Free - Surface Modelling in the Ribbon Growth on Substrate (RGS)process

The cost efficient, high throughput production of metal- and semiconductor alloys is the foundation of many advanced technologies. With the development of the Ribbon Growth on Substrate (RGS) technology, a new crystallization technique is available that allows the controlled, high crystallization rate production of silicon wafers and advanced metal-silicide alloys. In contrast to other crystallization methods, like e.g. melt spinning or even directional solidification, the RGS process allows high volume manufacturing, better crystallization control and a high material yield due to a substrate driven process. To optimize the application of RGS further, insights from modelling the liquid metal flow are very desirable. We have already conducted extensive numerical investigations in order to study the involved AC magnetic fields. For the RGS technology, these magnetic fields play an essential role in realizing inductive heating and an additional magnetic retention effect.

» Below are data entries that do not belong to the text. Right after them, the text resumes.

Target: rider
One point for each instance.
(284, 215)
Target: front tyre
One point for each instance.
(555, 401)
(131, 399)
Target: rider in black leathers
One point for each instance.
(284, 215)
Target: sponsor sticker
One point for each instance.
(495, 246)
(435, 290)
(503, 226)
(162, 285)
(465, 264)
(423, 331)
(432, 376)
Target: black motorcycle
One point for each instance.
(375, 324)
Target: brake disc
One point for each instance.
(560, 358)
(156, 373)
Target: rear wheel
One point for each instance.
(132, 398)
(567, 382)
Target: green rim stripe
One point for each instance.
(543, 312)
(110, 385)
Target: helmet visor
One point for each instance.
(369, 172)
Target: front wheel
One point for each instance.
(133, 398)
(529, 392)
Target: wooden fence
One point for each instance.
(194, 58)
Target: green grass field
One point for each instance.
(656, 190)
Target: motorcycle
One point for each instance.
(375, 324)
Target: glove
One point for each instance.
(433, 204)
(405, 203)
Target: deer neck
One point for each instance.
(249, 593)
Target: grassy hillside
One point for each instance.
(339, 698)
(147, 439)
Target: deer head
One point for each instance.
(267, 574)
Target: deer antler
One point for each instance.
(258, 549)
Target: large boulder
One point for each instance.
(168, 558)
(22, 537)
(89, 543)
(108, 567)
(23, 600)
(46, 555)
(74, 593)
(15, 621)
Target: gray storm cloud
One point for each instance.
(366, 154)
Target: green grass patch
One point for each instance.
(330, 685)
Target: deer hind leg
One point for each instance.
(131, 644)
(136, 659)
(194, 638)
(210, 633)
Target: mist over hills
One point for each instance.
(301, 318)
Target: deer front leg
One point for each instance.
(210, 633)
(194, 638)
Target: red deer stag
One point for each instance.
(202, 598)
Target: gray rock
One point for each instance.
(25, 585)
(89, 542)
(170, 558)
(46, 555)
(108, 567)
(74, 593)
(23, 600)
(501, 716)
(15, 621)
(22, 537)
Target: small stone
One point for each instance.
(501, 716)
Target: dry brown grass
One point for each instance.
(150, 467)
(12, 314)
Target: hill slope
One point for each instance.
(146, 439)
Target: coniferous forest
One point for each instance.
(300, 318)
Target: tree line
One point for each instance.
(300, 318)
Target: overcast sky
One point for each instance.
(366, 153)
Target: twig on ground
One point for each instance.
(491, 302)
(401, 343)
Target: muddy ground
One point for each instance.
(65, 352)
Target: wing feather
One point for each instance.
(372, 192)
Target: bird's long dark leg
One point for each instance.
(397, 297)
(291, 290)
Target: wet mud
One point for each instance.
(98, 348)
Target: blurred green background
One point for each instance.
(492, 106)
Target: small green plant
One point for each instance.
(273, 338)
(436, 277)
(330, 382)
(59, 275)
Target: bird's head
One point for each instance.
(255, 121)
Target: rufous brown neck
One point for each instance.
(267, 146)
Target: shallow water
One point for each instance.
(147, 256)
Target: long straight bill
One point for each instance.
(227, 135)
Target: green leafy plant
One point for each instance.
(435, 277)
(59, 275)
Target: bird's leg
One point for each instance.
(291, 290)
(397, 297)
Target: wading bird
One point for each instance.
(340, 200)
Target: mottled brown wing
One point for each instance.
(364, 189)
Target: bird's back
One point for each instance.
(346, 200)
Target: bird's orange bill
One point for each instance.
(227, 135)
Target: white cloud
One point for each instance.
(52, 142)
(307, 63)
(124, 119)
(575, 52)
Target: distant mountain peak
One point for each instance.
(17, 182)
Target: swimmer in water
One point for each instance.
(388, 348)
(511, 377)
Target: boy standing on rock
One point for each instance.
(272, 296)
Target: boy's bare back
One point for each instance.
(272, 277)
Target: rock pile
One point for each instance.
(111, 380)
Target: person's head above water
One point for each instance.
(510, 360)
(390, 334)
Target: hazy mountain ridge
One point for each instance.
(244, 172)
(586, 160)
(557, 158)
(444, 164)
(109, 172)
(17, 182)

New simulation results demonstrate the effect of the applied AC magnetic fields on the melt flow of liquid silicon. The focus is thereby devoted to the simulation of the melt surface deformation based on a multi-physical modelling approach in OpenFOAM (foam-extend). Our developed numerical tool allows us to model hydrodynamic and magnetodynamic effects and their interaction. Studies of the time-dependent free-surface flow under the influence of magnetic forces are the key for improving the RGS process as main flow structures and possible instabilities strongly depend on the melt shape.